Financial Regulator: South African Crypto Exchanges Must Be Licensed by Year-End
South Africa’s Financial Sector Conduct Authority (FSCA) has mandated that all crypto exchanges register and obtain operational licenses by the end of 2023.
According to the regulator, firms that fail to comply with this guideline and continue operating without a license will face the possibility of closing down or paying fines.
The FSCA received about 20 applications following two weeks of opening license registrations.
The FSCA Introduces New Crypto Exchange Licensing Guidelines to Protect Customers
Kamlana said during an interview in Pretoria that there is potential serious harm to financial customers when using crypto products, and therefore, it makes sense for us to introduce the regulatory framework.
Time will tell the effectiveness of our measures, and we will continue to work with the industry to refine and make changes where and if necessary, he added.
South Africa became the first African country to mandate crypto exchanges to secure licenses. Most of Africa’s top trading platforms sprouted from South Africa. These include Digital Currency Group’s subsidiary Luno and Pantera-backed VALR.
Other global crypto exchanges like Binance have branches in South Africa and will now need a license.

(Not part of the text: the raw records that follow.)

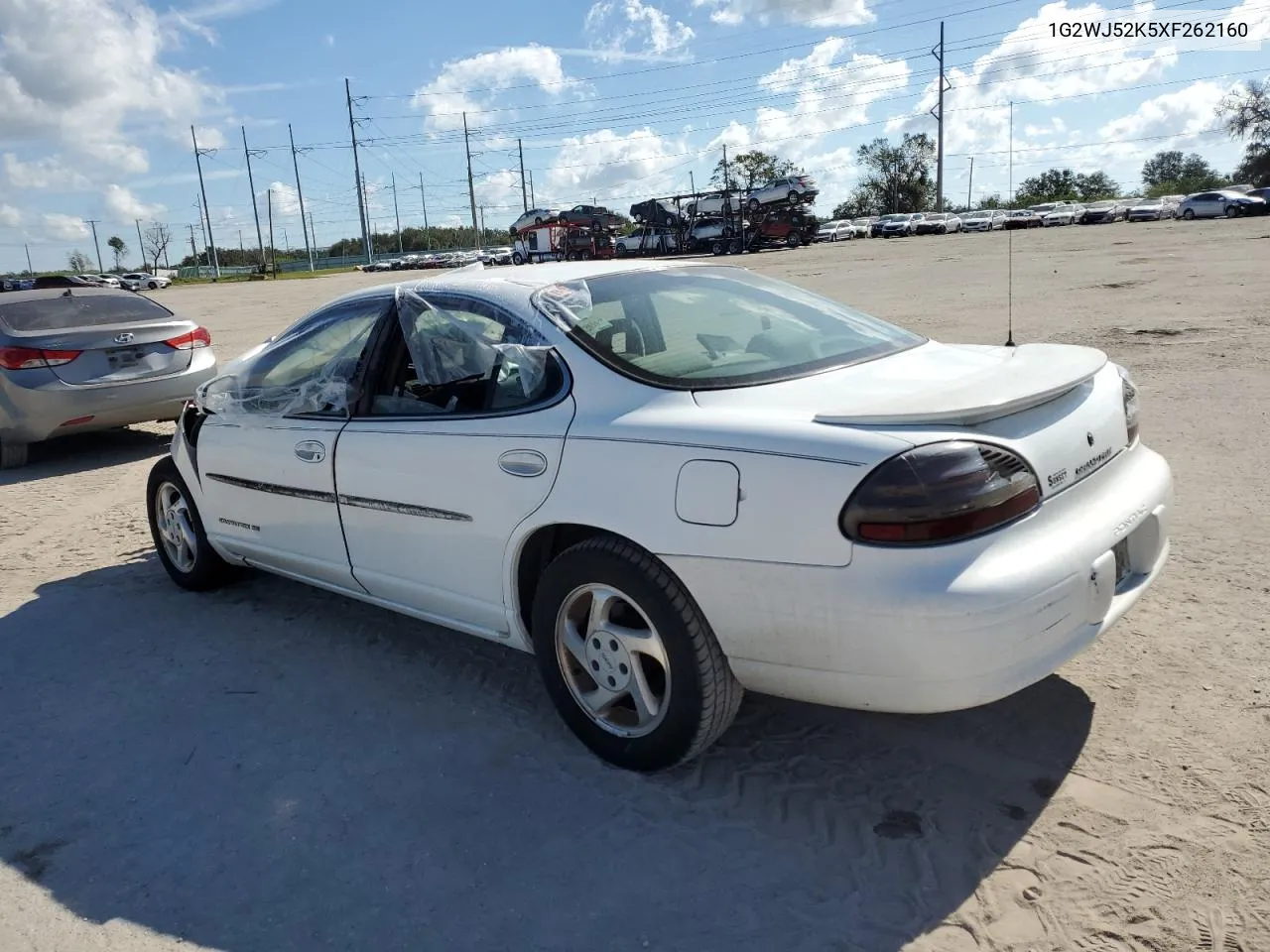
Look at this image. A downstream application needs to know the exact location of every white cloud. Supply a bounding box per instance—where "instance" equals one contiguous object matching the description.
[412,44,574,132]
[693,0,877,27]
[1098,81,1230,143]
[535,128,687,205]
[103,184,168,225]
[44,213,92,241]
[0,0,216,173]
[585,0,696,60]
[753,37,909,158]
[4,153,89,191]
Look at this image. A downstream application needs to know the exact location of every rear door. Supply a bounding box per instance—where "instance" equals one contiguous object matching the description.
[335,287,574,638]
[195,295,393,590]
[0,289,192,386]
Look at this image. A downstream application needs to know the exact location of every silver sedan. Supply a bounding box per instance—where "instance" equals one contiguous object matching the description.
[0,287,216,468]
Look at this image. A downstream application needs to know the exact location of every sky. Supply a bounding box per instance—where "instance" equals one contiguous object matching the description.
[0,0,1270,272]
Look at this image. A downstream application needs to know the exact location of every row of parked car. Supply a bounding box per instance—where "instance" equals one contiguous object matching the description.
[816,187,1270,241]
[0,272,172,291]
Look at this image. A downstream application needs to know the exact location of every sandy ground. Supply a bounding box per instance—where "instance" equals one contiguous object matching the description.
[0,219,1270,952]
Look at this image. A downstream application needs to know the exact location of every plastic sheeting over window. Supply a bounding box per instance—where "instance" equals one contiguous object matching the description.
[396,286,552,409]
[194,286,552,416]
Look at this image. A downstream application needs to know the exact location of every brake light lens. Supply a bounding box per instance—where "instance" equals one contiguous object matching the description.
[839,440,1040,545]
[164,327,212,350]
[1116,364,1138,445]
[0,346,81,371]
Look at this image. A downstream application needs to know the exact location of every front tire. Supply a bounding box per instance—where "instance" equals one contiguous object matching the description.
[532,536,744,772]
[146,456,232,591]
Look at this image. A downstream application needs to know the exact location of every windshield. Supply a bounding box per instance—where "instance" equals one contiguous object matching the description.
[534,266,926,390]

Christo de Wit, manager of Luno’s South African unit, says the firm has submitted its license application and awaits feedback from the FSCA.
Stringent Scrutiny on Crypto Exchanges
Policymakers and regulators across the globe have moved to tighten their reign on the crypto industry.
The need for stringent rules and comprehensive scrutiny of crypto exchanges accelerated after the FTX-engineered crypto-wide mayhem.
Several global regulators have introduced rules to govern the crypto market. For instance, in May, EU lawmakers adopted the Markets in Crypto Assets (MiCA) regime, the region’s first comprehensive rules dedicated to the crypto industry.
Also, last month, Hong Kong implemented new guidelines for crypto exchange licensing.
South African Regulators Seek More Transparency in Crypto to Eliminate Bad Actors
Moreso, the scam prevalence in South Africa’s crypto industry prompted the regulator to introduce measures to protect investors.
South Africa has featured in the scene of most of the world’s largest crypto scams that wiped billions of dollars in investor funds.
Among these is the loss of 70,000 Bitcoin in 2021 from Africrypt, the Cajee brothers’-owned platform.
The Africrypt incident is among the world’s largest crypto heists. Another case study is the Mirror Trading International Proprietary, a fraudulent multilevel marketing scheme that saw users lose billions of dollars in Bitcoin.
After these incidents, the FSCA awakened to crypto and fintech regulations. The regulator collaborated with an “inter-governmental fintech working group,” including South Africa’s top financial sector regulators and policymakers.
These include the National Treasury and the South African Reserve Bank.
Meanwhile, South African lenders do not offer services to crypto platforms due to the associated risks.
However, the central bank has told them to reconsider their stance to allow for more transparency in the crypto sector.
Kamlana said, there’s better transparency if you are in the formal sector controlled by an entity as tightly regulated as a bank.